You might also think about storing the textures for multiple objects in a single image file. This would be called an atlas and mipmapping that might cause texture bleed or texture pollution. For example consider the following atlas:

128×128	64×64	32×32	16×16	8×8	4×4	2×2	2×2 enlarged

Texture bleed does not happen, because our textures are inside the 2-power lines of the texture. Remember how the mipmaps were downscaled, there are lines in the image where the values left of the line and values right of that are mixed only if we have scaled too much. One example of that are the lines in the middle of the image. Those will be crossed if we have downscaled to 1×1 image. Here we have downscaled to 2×2 and you can see that the quarter lines have been crossed and there is texture pollution. In order to avoid that we should specify the minimum scale we want for this atlas.

You can read more about using atlases with mipmaping here.

Finally, here is another example where you can try out different minification, magnification filters and anisotropy levels.

Aliasing

As you might have noticed in the previous examples with the checkerboard pattern there were some weird effects if we tried to map it to a small area. You can try it out by making the cube in the previous example small and not use any mipmapping (min. filter linear or nearest neighbour). You can use mipmapping and even anisotropy also, the effect is still there, although not that clearly visible.

It comes from the fact that our signal in the image has a too high frequency to be displayed correctly with such a small amount of samples. Nyquist-Shannon sampling theorem says that in order to be able to fully construct a periodic signal, we should sample more than two times in a period. Of course more is better, but if we sample less we will definitely not get the original signal back, we will get something else - an alias of it. Aliases are artifacts in the image that are not supposed to be there: we are seeing something that was not originally there. You can read more about the meaning of Nyquist-Shannon sampling theorem here.

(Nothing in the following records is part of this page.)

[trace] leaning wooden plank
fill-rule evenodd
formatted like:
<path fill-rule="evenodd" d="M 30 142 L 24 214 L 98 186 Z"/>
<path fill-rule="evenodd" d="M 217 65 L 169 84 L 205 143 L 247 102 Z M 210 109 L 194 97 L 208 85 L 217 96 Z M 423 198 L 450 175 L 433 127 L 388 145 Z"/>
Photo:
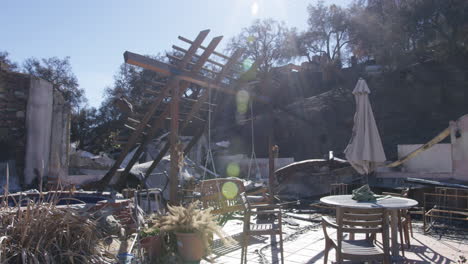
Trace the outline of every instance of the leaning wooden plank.
<path fill-rule="evenodd" d="M 205 51 L 207 50 L 211 50 L 210 47 L 207 48 Z M 213 49 L 214 50 L 214 49 Z M 221 70 L 221 72 L 219 73 L 219 75 L 217 76 L 216 80 L 215 80 L 215 84 L 216 83 L 221 83 L 221 81 L 223 80 L 223 77 L 224 77 L 224 74 L 226 72 L 228 72 L 230 70 L 230 68 L 234 65 L 234 63 L 242 56 L 242 53 L 243 53 L 243 50 L 236 50 L 233 54 L 233 56 L 231 57 L 231 59 L 226 63 L 225 67 L 223 67 L 223 69 Z M 205 59 L 208 59 L 208 57 L 204 57 L 203 55 L 201 56 L 202 58 L 205 58 Z M 200 59 L 202 59 L 200 58 Z M 181 130 L 183 131 L 188 122 L 193 118 L 193 116 L 196 115 L 196 113 L 198 113 L 198 111 L 200 110 L 202 104 L 206 101 L 208 97 L 208 93 L 205 91 L 204 95 L 200 96 L 198 98 L 198 100 L 195 102 L 192 110 L 190 111 L 190 113 L 188 114 L 188 116 L 186 117 L 186 121 L 182 124 L 181 126 Z M 193 139 L 192 139 L 193 140 Z M 198 139 L 196 139 L 198 140 Z M 192 142 L 192 144 L 189 144 L 189 145 L 194 145 L 194 143 Z M 170 149 L 170 142 L 166 143 L 166 145 L 164 146 L 164 148 L 161 150 L 161 152 L 158 154 L 158 156 L 156 157 L 156 159 L 151 163 L 150 167 L 148 168 L 148 170 L 146 170 L 146 174 L 145 174 L 145 179 L 149 177 L 149 175 L 151 175 L 151 172 L 154 170 L 154 168 L 156 168 L 156 166 L 158 165 L 158 163 L 162 160 L 162 158 L 166 155 L 167 151 Z M 185 150 L 184 150 L 185 152 Z"/>
<path fill-rule="evenodd" d="M 200 56 L 199 60 L 197 61 L 196 65 L 192 68 L 192 73 L 196 73 L 197 71 L 199 71 L 203 65 L 205 64 L 206 60 L 209 58 L 210 54 L 214 51 L 214 49 L 217 47 L 217 45 L 219 44 L 219 42 L 221 41 L 222 37 L 219 36 L 219 37 L 215 37 L 213 38 L 211 41 L 210 41 L 210 44 L 208 45 L 208 48 L 205 49 L 205 51 L 203 52 L 203 54 Z M 190 49 L 189 49 L 190 51 Z M 185 54 L 186 56 L 188 55 Z M 139 55 L 140 56 L 140 55 Z M 158 61 L 156 61 L 158 62 Z M 159 63 L 159 62 L 158 62 Z M 176 77 L 172 77 L 171 78 L 171 81 L 176 81 L 176 83 L 179 83 L 179 77 L 180 75 L 177 75 Z M 173 87 L 173 86 L 171 86 Z M 185 90 L 189 87 L 189 83 L 187 82 L 182 82 L 180 84 L 180 94 L 179 96 L 175 96 L 174 98 L 180 98 L 182 96 L 182 94 L 185 92 Z M 172 92 L 172 94 L 174 94 L 174 91 Z M 172 98 L 172 100 L 174 99 Z M 171 101 L 172 101 L 171 100 Z M 127 167 L 125 168 L 123 174 L 122 174 L 122 180 L 125 179 L 126 175 L 128 174 L 128 172 L 130 171 L 130 169 L 133 167 L 133 165 L 136 163 L 137 161 L 137 158 L 135 157 L 139 157 L 140 154 L 143 152 L 143 149 L 144 149 L 144 146 L 146 146 L 152 139 L 153 137 L 156 135 L 156 133 L 158 132 L 158 130 L 162 127 L 163 125 L 163 121 L 164 119 L 168 116 L 169 114 L 169 108 L 166 107 L 166 109 L 164 110 L 163 114 L 161 114 L 161 116 L 159 118 L 157 118 L 155 120 L 155 122 L 151 125 L 151 130 L 148 132 L 148 135 L 146 136 L 145 140 L 143 141 L 143 143 L 140 145 L 140 147 L 137 149 L 135 155 L 133 156 L 133 158 L 130 160 L 130 162 L 127 164 Z"/>
<path fill-rule="evenodd" d="M 172 94 L 179 94 L 179 85 L 178 83 L 174 86 Z M 179 171 L 180 171 L 180 161 L 179 157 L 182 155 L 179 153 L 179 96 L 173 96 L 171 100 L 171 134 L 169 137 L 169 142 L 171 142 L 171 170 L 169 171 L 169 197 L 172 205 L 177 204 L 177 186 L 179 185 Z"/>
<path fill-rule="evenodd" d="M 223 80 L 223 77 L 224 77 L 224 74 L 226 72 L 228 72 L 230 70 L 230 68 L 236 63 L 236 61 L 242 56 L 242 53 L 244 52 L 244 50 L 240 49 L 240 50 L 236 50 L 233 54 L 233 56 L 231 57 L 231 59 L 226 63 L 225 67 L 222 69 L 222 71 L 219 73 L 219 75 L 217 76 L 216 80 L 215 80 L 215 83 L 220 83 L 222 80 Z M 200 108 L 202 106 L 203 103 L 206 102 L 206 100 L 208 99 L 208 92 L 205 90 L 204 93 L 198 98 L 197 102 L 195 102 L 192 110 L 190 111 L 190 113 L 188 114 L 188 116 L 186 117 L 186 122 L 184 122 L 182 124 L 182 128 L 181 130 L 184 130 L 187 125 L 188 125 L 188 122 L 196 115 L 196 113 L 198 113 L 200 111 Z M 204 131 L 204 127 L 202 127 L 202 131 L 199 131 L 199 134 L 203 134 L 203 131 Z M 196 141 L 199 140 L 200 138 L 200 135 L 197 135 L 195 137 L 192 138 L 192 140 L 190 141 L 190 143 L 188 144 L 188 146 L 184 149 L 184 153 L 187 153 L 190 151 L 190 149 L 195 145 Z M 169 150 L 170 148 L 170 142 L 167 142 L 166 145 L 164 146 L 164 148 L 160 151 L 160 153 L 158 154 L 158 156 L 156 157 L 156 159 L 154 159 L 154 161 L 151 163 L 150 167 L 146 170 L 146 173 L 145 173 L 145 179 L 149 177 L 149 175 L 151 175 L 151 172 L 154 170 L 154 168 L 156 168 L 157 164 L 162 160 L 162 158 L 166 155 L 167 151 Z"/>
<path fill-rule="evenodd" d="M 187 52 L 186 49 L 183 49 L 183 48 L 181 48 L 181 47 L 179 47 L 179 46 L 176 46 L 176 45 L 172 45 L 172 48 L 175 49 L 175 50 L 177 50 L 177 51 L 183 52 L 183 53 L 186 53 L 186 52 Z M 193 55 L 193 56 L 196 57 L 196 58 L 200 58 L 200 55 L 197 55 L 197 54 L 195 54 L 195 55 Z M 211 63 L 211 64 L 217 65 L 217 66 L 219 66 L 219 67 L 224 67 L 224 64 L 219 63 L 219 62 L 214 61 L 214 60 L 208 59 L 206 62 L 209 62 L 209 63 Z"/>
<path fill-rule="evenodd" d="M 104 177 L 100 181 L 98 181 L 98 184 L 95 185 L 96 187 L 98 187 L 98 189 L 103 189 L 110 182 L 110 180 L 115 175 L 117 170 L 120 168 L 120 164 L 122 164 L 123 160 L 125 159 L 125 156 L 130 152 L 130 150 L 137 143 L 138 138 L 143 132 L 143 129 L 146 127 L 146 124 L 151 119 L 154 112 L 158 108 L 159 104 L 162 102 L 166 94 L 169 92 L 170 88 L 171 88 L 170 85 L 167 85 L 166 87 L 164 87 L 163 94 L 161 94 L 161 96 L 150 106 L 145 116 L 143 117 L 142 121 L 140 122 L 140 124 L 138 124 L 136 130 L 132 133 L 132 135 L 128 139 L 128 143 L 122 149 L 122 152 L 120 153 L 119 157 L 116 159 L 116 161 L 114 162 L 112 167 L 109 169 L 109 171 L 106 173 L 106 175 L 104 175 Z"/>
<path fill-rule="evenodd" d="M 160 74 L 169 76 L 171 74 L 177 75 L 181 80 L 191 82 L 206 88 L 214 88 L 220 90 L 227 90 L 228 87 L 223 84 L 214 84 L 213 79 L 200 76 L 198 72 L 188 72 L 186 70 L 181 70 L 177 67 L 163 63 L 130 51 L 124 53 L 125 62 L 135 66 L 140 66 L 147 70 L 152 70 Z"/>
<path fill-rule="evenodd" d="M 187 38 L 184 38 L 184 37 L 182 37 L 182 36 L 179 36 L 179 39 L 182 40 L 183 42 L 187 42 L 188 44 L 192 44 L 192 43 L 193 43 L 193 41 L 191 41 L 191 40 L 189 40 L 189 39 L 187 39 Z M 202 49 L 207 49 L 207 48 L 204 47 L 204 46 L 200 46 L 200 48 L 202 48 Z M 223 58 L 223 59 L 226 59 L 226 60 L 231 59 L 231 58 L 229 58 L 228 56 L 226 56 L 226 55 L 224 55 L 224 54 L 222 54 L 222 53 L 216 52 L 216 51 L 213 51 L 213 54 L 214 54 L 214 55 L 217 55 L 217 56 L 219 56 L 219 57 L 221 57 L 221 58 Z"/>
<path fill-rule="evenodd" d="M 196 53 L 198 47 L 202 44 L 203 40 L 205 40 L 208 33 L 209 33 L 209 30 L 204 30 L 204 31 L 201 31 L 198 34 L 197 38 L 192 43 L 192 46 L 189 48 L 188 52 L 185 54 L 184 59 L 178 64 L 180 69 L 183 69 L 185 67 L 185 65 L 190 61 L 193 54 Z M 124 53 L 124 59 L 125 59 L 126 62 L 127 62 L 127 59 L 128 59 L 128 55 L 129 54 L 127 52 Z M 138 54 L 136 54 L 136 55 L 138 55 Z M 144 57 L 144 56 L 141 56 L 141 55 L 138 55 L 138 56 Z M 158 62 L 158 61 L 152 60 L 152 62 Z M 178 79 L 172 79 L 172 81 L 169 81 L 168 84 L 166 85 L 166 87 L 164 88 L 164 94 L 161 95 L 160 97 L 158 97 L 158 99 L 156 99 L 156 101 L 151 105 L 149 111 L 146 112 L 145 117 L 141 120 L 141 123 L 138 125 L 137 130 L 134 131 L 134 133 L 130 136 L 128 144 L 125 145 L 124 149 L 120 153 L 117 160 L 114 162 L 111 169 L 106 173 L 106 175 L 104 175 L 104 177 L 100 181 L 98 181 L 98 184 L 95 185 L 98 189 L 102 190 L 110 182 L 112 177 L 117 172 L 117 169 L 120 167 L 120 164 L 122 164 L 123 160 L 125 159 L 125 156 L 135 146 L 138 137 L 140 136 L 141 132 L 145 128 L 148 121 L 153 116 L 154 112 L 156 111 L 156 108 L 162 102 L 164 97 L 172 89 L 172 86 L 174 86 L 176 82 L 179 82 L 179 80 Z M 140 148 L 142 148 L 141 145 L 140 145 Z"/>
<path fill-rule="evenodd" d="M 416 149 L 415 151 L 411 152 L 405 157 L 386 165 L 385 167 L 393 168 L 393 167 L 399 166 L 403 164 L 404 162 L 416 157 L 419 153 L 428 150 L 429 148 L 439 143 L 440 141 L 442 141 L 444 138 L 448 137 L 449 135 L 450 135 L 450 127 L 440 132 L 439 135 L 437 135 L 435 138 L 433 138 L 431 141 L 427 142 L 426 144 L 422 145 L 420 148 Z"/>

Consider a high frequency sine wave with a period of $\pi$ and let us sample it about 1.5 times per period (not >2 like Shannon suggests). This is what we will get:

As you can see, based on the samples we will visually see another sine wave that has a smaller frequency. But this sine wave was not there in the original signal. Our samples indicate a function $sin(x)$, but in reality we had $sin(2x)$.

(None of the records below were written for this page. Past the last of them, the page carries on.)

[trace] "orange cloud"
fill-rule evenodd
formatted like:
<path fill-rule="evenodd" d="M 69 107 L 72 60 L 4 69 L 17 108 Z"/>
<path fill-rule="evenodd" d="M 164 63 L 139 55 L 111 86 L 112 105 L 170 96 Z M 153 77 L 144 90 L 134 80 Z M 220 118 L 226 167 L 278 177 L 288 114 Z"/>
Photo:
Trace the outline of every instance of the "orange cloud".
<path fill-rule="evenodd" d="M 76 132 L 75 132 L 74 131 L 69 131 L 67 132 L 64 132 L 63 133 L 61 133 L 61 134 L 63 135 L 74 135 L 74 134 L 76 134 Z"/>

This kind of aliasing produces Moire patterns and it also happened with the checkerboard and cube examples before. In order to see how devastating that effect can be, consider a function $cos(x^2 + y^2)$. As you remember, our textures do not have to be discrete images, but we could have a mathematical function that defines the intensity. So let us take that function. Let us also scale it to be in the range $[0, 1]$, so it will be:

$\dfrac{cos(x^2 + y^2)}{2} + 0.5$.

Below is a graph of a one dimensional function. You can see that the frequency increases as the coordinates increase.

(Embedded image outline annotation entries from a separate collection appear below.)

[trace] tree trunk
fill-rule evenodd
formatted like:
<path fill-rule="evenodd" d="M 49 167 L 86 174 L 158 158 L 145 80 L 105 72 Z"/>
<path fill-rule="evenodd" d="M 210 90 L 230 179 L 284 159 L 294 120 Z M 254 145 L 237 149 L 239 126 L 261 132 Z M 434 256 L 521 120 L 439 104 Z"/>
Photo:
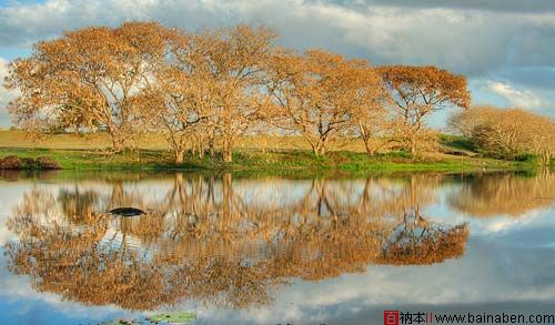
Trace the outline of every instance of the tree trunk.
<path fill-rule="evenodd" d="M 180 149 L 175 151 L 175 164 L 183 163 L 183 155 L 184 155 L 184 150 Z"/>
<path fill-rule="evenodd" d="M 372 148 L 372 144 L 370 143 L 372 140 L 371 139 L 363 139 L 364 141 L 364 148 L 366 149 L 366 154 L 370 158 L 373 158 L 376 155 L 376 150 L 375 148 Z"/>
<path fill-rule="evenodd" d="M 229 139 L 223 139 L 222 143 L 222 159 L 224 162 L 230 163 L 232 161 L 231 156 L 231 141 Z"/>
<path fill-rule="evenodd" d="M 125 150 L 125 140 L 122 136 L 119 136 L 118 134 L 110 134 L 112 138 L 112 150 L 113 152 L 122 152 Z"/>
<path fill-rule="evenodd" d="M 411 135 L 411 154 L 414 155 L 416 153 L 416 136 L 414 134 Z"/>

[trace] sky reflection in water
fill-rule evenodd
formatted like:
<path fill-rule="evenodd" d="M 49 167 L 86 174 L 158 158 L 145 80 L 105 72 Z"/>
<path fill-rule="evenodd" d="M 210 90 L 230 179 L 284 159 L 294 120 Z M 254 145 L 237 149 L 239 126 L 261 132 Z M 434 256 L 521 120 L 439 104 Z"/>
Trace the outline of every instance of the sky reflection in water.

In the example on the right we will render it to 300×200 area (the size of the graphical box of the example). But this is an infinite function, we have to decide how much of it will we render. The slider below controls the sample step. For readability it denotes a factor for the coordinates. So if it is 1, we will render 1×1 area to the viewport. If you increase it to 2, it will be a 2×2 area of the aforementioned function. As you can see, increasing it over 10 will start to produce a lot of Moire patterns. This is exactly because we are trying to fit a high frequency signal to our 300×200 area without having enough pixels to represent the signal correctly.